It can be hard to grasp or even accept the idea that there are such things as “grief gifts.” How can we possibly believe that the experience of grief and loss will bestow any such gift? Especially when all we have now is an aching longing for that which is so out of reach. It is not a new concept. History and literature abounds with a similar notion.
“In my end is my beginning.” — Mary Queen of Scots
“Sadness flies on the wings of the morning. And out of the darkness comes the light” — Jean Giraudoux
“Even the saddest things can become, once we have made peace with them, a source of wisdom and strength for the journey that still lies ahead.” — Frederick Buechner
And the last one here from the Dalai Lama, “It is under the greatest adversity that there exists the greatest potential for doing good, both for oneself and others.”
I never thought that out of such a tragedy I would ever come to write this article. More surprising to me is that I have, indeed, received many gifts from the pain and anguish of my grief.
1. The Gift of Myself (Oneself): When I lost my son, I was a physical, mental and spiritual wreck. My whole self was stripped bare, raw and exposed. Gone were care, desire, coping and tact. Other people become irrelevant. There was my pain and nothing else. The structure of my life and my self were completely deconstructed. I was a shell and within that shell was the real me. It was the first time I had been freed by the shackles of what I thought I had to be. This was me.
2. The Gift of Presence: Loss has taught me that there may not be a tomorrow. I was planning to visit my son and have lunch with him on the day he had his accident and slipped into a coma.
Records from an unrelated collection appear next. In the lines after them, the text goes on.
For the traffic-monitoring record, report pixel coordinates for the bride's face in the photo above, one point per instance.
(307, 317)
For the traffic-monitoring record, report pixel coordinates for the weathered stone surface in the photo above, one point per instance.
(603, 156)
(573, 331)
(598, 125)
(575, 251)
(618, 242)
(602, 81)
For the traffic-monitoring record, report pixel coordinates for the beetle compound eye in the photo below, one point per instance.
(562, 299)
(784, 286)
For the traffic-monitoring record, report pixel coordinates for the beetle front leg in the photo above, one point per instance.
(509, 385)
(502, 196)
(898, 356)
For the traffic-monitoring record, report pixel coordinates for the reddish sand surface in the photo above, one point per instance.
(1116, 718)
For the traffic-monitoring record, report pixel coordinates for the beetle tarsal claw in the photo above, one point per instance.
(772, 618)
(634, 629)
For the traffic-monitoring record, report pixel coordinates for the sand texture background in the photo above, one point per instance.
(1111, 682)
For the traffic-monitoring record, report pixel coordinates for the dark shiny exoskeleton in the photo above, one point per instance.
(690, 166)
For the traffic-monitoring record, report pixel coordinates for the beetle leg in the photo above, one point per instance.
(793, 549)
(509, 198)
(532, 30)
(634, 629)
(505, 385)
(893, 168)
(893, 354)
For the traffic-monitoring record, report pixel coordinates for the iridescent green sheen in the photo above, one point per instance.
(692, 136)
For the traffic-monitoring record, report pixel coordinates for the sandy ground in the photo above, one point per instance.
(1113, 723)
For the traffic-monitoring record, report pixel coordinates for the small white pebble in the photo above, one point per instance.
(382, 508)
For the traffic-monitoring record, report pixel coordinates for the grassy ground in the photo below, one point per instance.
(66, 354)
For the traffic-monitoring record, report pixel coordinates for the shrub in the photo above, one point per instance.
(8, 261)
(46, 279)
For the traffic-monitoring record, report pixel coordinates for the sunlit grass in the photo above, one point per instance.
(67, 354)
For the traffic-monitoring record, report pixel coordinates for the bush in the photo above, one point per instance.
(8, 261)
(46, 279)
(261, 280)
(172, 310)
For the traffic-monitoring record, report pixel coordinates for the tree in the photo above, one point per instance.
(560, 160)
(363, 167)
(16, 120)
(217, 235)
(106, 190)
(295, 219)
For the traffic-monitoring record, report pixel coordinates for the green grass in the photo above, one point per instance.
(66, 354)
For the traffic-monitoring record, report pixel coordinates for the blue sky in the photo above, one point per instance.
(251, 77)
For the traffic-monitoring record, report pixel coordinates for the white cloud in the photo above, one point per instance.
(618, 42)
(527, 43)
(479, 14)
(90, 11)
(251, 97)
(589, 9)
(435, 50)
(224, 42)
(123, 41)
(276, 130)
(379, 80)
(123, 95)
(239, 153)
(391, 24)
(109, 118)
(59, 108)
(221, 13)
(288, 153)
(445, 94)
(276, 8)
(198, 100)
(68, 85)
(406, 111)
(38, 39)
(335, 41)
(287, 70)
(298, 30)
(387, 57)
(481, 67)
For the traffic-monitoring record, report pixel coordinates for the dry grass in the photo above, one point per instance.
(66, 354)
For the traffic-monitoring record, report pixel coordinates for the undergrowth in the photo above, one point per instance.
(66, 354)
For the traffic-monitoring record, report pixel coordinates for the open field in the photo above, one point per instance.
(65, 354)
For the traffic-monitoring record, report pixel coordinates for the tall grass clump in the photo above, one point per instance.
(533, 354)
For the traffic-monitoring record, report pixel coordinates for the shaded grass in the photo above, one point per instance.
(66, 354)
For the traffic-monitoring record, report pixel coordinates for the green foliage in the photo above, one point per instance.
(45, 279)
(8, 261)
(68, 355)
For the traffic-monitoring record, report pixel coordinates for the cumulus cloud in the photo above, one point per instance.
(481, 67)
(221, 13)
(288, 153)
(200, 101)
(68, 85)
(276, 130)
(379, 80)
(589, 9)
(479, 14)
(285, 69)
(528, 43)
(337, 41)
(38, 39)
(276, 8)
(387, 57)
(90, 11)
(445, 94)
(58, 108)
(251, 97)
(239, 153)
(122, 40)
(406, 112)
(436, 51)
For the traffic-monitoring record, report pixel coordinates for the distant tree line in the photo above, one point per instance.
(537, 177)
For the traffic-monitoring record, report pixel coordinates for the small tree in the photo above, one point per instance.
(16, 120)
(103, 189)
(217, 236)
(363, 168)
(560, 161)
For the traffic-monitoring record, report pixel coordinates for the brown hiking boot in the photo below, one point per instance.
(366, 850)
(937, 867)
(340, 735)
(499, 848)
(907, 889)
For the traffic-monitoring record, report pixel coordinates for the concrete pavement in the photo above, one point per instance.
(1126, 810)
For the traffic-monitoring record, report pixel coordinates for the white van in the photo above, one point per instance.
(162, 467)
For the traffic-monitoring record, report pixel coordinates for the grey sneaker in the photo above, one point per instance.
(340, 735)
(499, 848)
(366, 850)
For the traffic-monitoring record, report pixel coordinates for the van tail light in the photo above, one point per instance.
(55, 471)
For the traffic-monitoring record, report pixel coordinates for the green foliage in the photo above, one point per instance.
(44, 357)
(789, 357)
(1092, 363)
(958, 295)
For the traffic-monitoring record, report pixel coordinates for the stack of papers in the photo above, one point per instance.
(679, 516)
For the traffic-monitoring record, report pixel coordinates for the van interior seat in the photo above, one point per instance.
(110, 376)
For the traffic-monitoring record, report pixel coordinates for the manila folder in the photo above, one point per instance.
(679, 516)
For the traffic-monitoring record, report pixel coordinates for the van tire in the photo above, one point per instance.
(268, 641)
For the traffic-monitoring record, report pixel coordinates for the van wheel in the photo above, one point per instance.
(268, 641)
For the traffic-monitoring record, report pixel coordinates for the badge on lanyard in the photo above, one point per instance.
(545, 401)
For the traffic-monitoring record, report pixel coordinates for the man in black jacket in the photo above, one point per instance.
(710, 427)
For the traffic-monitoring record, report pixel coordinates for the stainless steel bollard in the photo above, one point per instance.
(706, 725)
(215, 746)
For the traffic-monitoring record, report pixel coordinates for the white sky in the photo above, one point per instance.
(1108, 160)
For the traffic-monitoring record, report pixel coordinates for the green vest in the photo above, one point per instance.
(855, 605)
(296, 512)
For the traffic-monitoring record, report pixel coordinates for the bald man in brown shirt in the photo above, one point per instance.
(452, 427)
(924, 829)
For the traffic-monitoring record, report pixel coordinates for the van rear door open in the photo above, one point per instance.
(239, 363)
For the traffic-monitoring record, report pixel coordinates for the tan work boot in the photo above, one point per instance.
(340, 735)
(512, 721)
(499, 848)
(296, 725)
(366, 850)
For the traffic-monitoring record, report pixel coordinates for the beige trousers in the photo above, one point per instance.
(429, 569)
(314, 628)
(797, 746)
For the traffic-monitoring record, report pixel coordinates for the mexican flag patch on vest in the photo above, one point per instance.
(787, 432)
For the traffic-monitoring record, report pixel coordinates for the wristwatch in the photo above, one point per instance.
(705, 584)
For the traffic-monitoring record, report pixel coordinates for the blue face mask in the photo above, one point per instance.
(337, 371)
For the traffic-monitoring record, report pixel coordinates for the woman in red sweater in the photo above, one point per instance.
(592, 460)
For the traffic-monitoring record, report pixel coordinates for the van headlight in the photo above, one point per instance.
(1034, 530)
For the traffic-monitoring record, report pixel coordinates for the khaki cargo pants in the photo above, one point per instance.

I spoke to him for the last time 2 days before. Now I appreciate each and every moment I am in the presence of my partner, children, grandchildren. They have become cherished moments in my life.
3. The Gift of Love: My love for my son and my family were greatly amplified in my grief. Now that I have lost a child, he stays forever enshrined in memory and the enormous capacity of love I have for him in my heart. The love for my family has intensified. I am now fully aware of how devastating it is to lose someone we love so very much. I rarely miss an opportunity to let them know how much I love them.
4. The Gift of Nature: Nature has always been important to me, but it became more so in my grief. I found being in nature allowed me to heal in so many ways. In the early days of my grief, I visited a labyrinth, in a bush setting. This became a place of reflection, healing and connection. Bush rocks and gum trees set the scene and I spent many peaceful moments there.
5. The Gift of Meaning: Little things no longer matter to me. Although I am human and lapse occasionally, usually I am not as affected by the minutiae of life that worries so many. The worst possible thing has happened to me. Little things have less power over my life now. They really are not important to me. What means the most to me now are the people I love and those who love me.
6. The Gift of Compassion: After Stuart died, even though I was hurting myself (and still do) I wanted to give back. When I read and heard stories of loss, my heart went out to those families. They too, would have to go through what my family has. It broke my heart. Grief has left me with the legacy of altruism and compassion. I use my experience of grief to help others. I do this through Esdeer but I also volunteer for The Compassionate Friends. An international organisation supporting bereaved parents, grandparents and siblings.
7. The Gift of Writing: I’ve always loved writing. As a child, my favourite ‘thing’ was writing stories at Primary School. Many years ago, I enrolled in a writing course, so keen was I to put pen to paper in a meaningful way. It seemed natural to me then to write my grief out on paper. I used journals, bits of paper and eventually I came to establish Esdeer. Now my writing is part of my life and I never run out of topics to write about. My creativity and passion are being put to good use.
8. The Gift of Spontaneity: I used to be a natural planner. I liked to know months ahead what was happening. I rarely did anything of a spontaneous nature. Now I consider the events in my life very differently. I now know things happen outside of our control. So I take each day as it comes. There is still an element of planning in my life, but now there are those unexpected moments. Moments of connection, moments of pleasure, moments of celebration and moments of recreation. My life is much more balanced now, as a result.
9. The Gift of Gratitude: When Stuart died, I couldn’t have cared less if I lived or died. I wasn’t grateful for much at that time and didn’t expect to be ever again. Now I am. I am grateful for what that experience has taught me. I am grateful for the people who surround me with love each day. I am grateful for the time I had with my son. I am grateful for how grief has shaped my life and enriched who I am. I am grateful now for life, my life.